Mimo że seria zakończyła się w 2010 r., do dziś wiele poruszonych w niej kwestii budzi wątpliwości. Ostatni odcinek teoretycznie miał je zakończyć, bo nawet twórcy tłumaczyli największe zagadki serialu. Po latach jednak fani nadal stawiają wiele pytań – które szczególnie wymagają odpowiedzi?
Każdy, kto oglądał "Zagubionych", ciągle się nad tym zastanawia. Niektórzy uważają, że była jednym z bohaterów, który realnie wpływał na przebieg akcji. Inni sądzą nawet, że to ona doprowadziła do katastrofy samolotu Oceanic Airlines. Mówi się też, że twórcy serialu zainspirowali się sitcomem “Wyspa Gilligana” z lat 60-tych, który przerobili na doskonały dramat.
Pojawiły się również bardziej skomplikowane teorie, jak na przykład ta, że wyspa to alegoria duchowego oświecenia albo Czyściec. Wątpliwości nie pozostawia jedynie to, że niemożliwe, by nie była wszystkim po trochu.
2. O co chodzi z The Black Rock?
Trudno wytłumaczyć właściwie, jaką rolę odegrała w serialu. Była kolonialnym statkiem, który spoczywał na wierzchołku starożytnej statuy – dlatego właśnie tak denerwowała widownię. The Black Rock wykorzystywano jako więzienie i przechowalnię dynamitu, chociaż można było znaleźć inne miejsca do takich celów. Prawdopodobnie miała jedynie pełnić funkcję rozpraszającego elementu.
3. Dlaczego na wyspie pojawiały się problemy z ciążą?
Kobiety na wyspie nie mogły rodzić bez komplikacji, często też umierały w trakcie porodu. Dlatego właśnie Ethan (jeden z "Innych") z taką obsesją próbował upewnić się, że dziecko Claire przyszło na świat.
Fani zastanawiali się jednak, skąd wzięły się ciążowe problemy – z jednej strony zaczynały się one w niedługim czasie po przybyciu na wyspę, z drugiej, Jacob i Czarny Dym właśnie na niej się urodzili, podobnie jak wspomniany Ethan i naukowiec Miles. Później tylko operacje umożliwiały narodziny, twórcy nie wyjaśnili dlaczego były one konieczne.

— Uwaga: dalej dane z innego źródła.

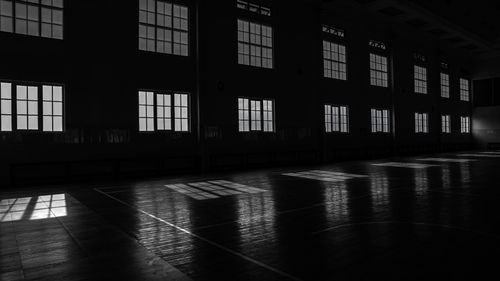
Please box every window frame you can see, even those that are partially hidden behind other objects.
[441,114,451,134]
[322,38,349,81]
[236,96,277,134]
[0,0,65,40]
[459,77,471,102]
[413,64,429,95]
[137,0,192,58]
[236,16,276,70]
[414,112,430,134]
[323,103,350,134]
[136,88,193,134]
[460,116,472,134]
[0,79,67,135]
[370,107,392,134]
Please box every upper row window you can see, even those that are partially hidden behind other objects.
[238,20,273,68]
[139,0,189,56]
[236,0,271,17]
[0,0,64,39]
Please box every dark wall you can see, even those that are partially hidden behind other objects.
[0,0,471,185]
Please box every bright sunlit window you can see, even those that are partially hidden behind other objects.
[238,98,274,132]
[139,91,190,132]
[441,115,451,134]
[325,104,349,133]
[371,108,390,133]
[139,0,189,56]
[415,112,429,133]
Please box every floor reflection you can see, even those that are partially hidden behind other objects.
[0,194,68,222]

4. Jakie znaczenie miały liczby?
4, 8, 15, 16, 23, 42. Kto ich nie pamięta? Pytanie tylko, czy rzeczywiście miały one jakiekolwiek znaczenie, czy po prostu były dobrane przypadkowo.
Liczby miały związek z równaniem Valenzettiego, tak ważnym dla członków DHARMY, to dzięki nim Hurley wygrał loterię. Były też sekwencją, którą Desmond wpisywał do komputera w bunkrze. Przewijały się praktycznie non-stop, by w pewnym momencie Locke i Jack powiązali je z przeznaczeniem.
Internauci dopatrywali się w owych liczbach magii, choć dzisiaj raczej mówi się, że nie miały aż takiego znaczenia, jak można się spodziewać. Mimo to, wielu uważa je za kluczowe dla fabuły.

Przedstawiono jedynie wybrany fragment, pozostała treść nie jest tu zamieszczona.